Ending Injection Vulnerabilities
Injection Vulnerabilities are still common - even with Parameterised Queries, ORMs, etc.
But, there is something we can say about them:
You cannot have an Injection Vulnerability if the command (SQL, HTML, CLI, etc) does not include user data.
Which is why Libraries must receive user values separately from sensitive strings, e.g.
$articles->limit('word_count > ?', $count); // Correct
$articles->limit('word_count > ' . $count); // Insecure (concatenation)
$template->parse('<a href="?">Link</a>', $href); // Correct
$template->parse('<a href=' . $href . '>Link</a>'); // Insecure (concatenation)
This is why Libraries need Programming Languages to:
"Distinguish strings from a trusted developer, from strings that may be attacker controlled"
An idea explained in 2016 with Preventing Security Bugs through Software Design (Christoph Kern, Google Information Security Engineer). Also discussed at USENIX Security 2015 and OWASP AppSec US 2021.
The usual responses are:
-
Haven't we solved this issue with Parameterised Queries?
While they allow user values to be kept separate, mistakes still happen.
-
What about Database Abstractions, HTML Templating Engines, etc?
Libraries rely on developers using them correctly, and never making a mistake.
-
Why can't developers be trusted to escape values?
Because everyone makes mistakes with escaping; only Parameterised Queries and Libraries can handle user values consistently and safely.
-
Why can't we teach developers to never make a mistake?

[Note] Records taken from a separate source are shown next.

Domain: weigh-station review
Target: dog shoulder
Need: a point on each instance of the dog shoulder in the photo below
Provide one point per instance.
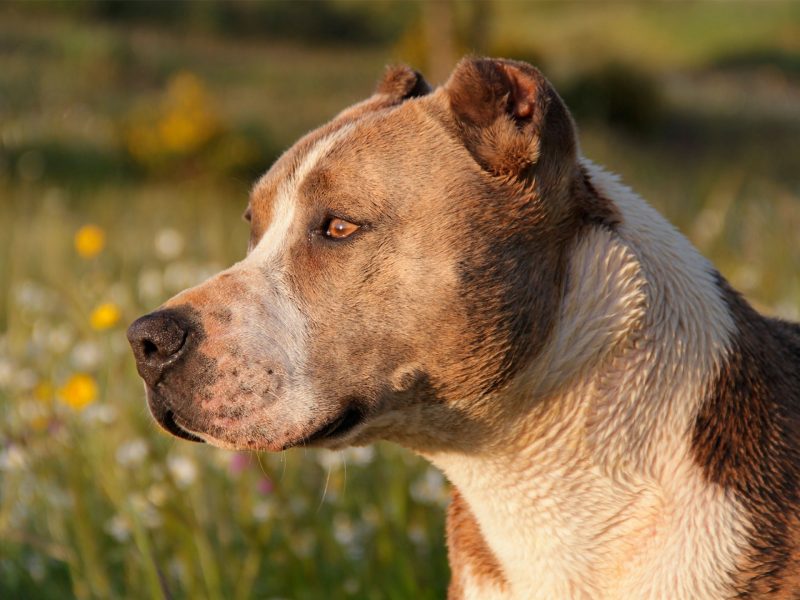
(476, 572)
(747, 439)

Shall we keep trying this for another 20 years?
-
This approach sounds like Taint Checking, and that's flawed;
Yes, Taint Checking is flawed, but if we do not assume escaping creates "safe" output (context matters), we get to this "strings from a trusted developer" concept.
-
But what about dynamic data; like field names in SQL?
Use an Allow-List (of trusted developer strings), or Libraries must escape these values (consistently).
-
How about a variable number of parameters, e.g. '
WHERE id IN (?,?,?)
'Yes, you should use parameters.
-
What if developers use unsafe APIs directly; e.g. sending vulnerable SQL directly to the database?
That's part 2, where the output from Libraries gets marked as trusted for specific APIs (and some other special cases). This is how Trusted Types work in JavaScript.
-
What about parsing data; like decoding JSON, CSV files, images, etc?
This website is focused on the majority of developers who should simply use parsers/unparsers. The few who create parsers/unparsers should consider memory safe languages, and LangSec.
How can we distinguish strings from a trusted developer today?
PHP can use the
literal-string
type with Static Analysis (Psalm and PHPStan). Also, as most developers do not use these tools, and type checking can get complicated, the is_literal() RFC will help (thanks Joe Watkins, Máté Kocsis, Matthew Brown, and Ondřej Mirtes).Go can use an "un-exported string type". This is how Google's Safe HTML package works.
C++ can use a "consteval annotation" (thanks Jonathan Müller).
Rust can use a "procedural macro" (thanks Geoffroy Couprie).
Java can use a @CompileTimeConstant annotation from ErrorProne.
Node can use the isTemplateObject package, or goog.string.Const in Google's Closure Library.
JavaScript will hopefully get isTemplateObject, and TrustedHTML.fromLiteral (thanks Krzysztof Kotowicz).
Programming languages need to have this concept built in (like Go and C++), because anything seen as optional (e.g. Static Analysis) will be skipped by many developers (who probably need this the most).
This approach will bring an End to Injection Vulnerabilities.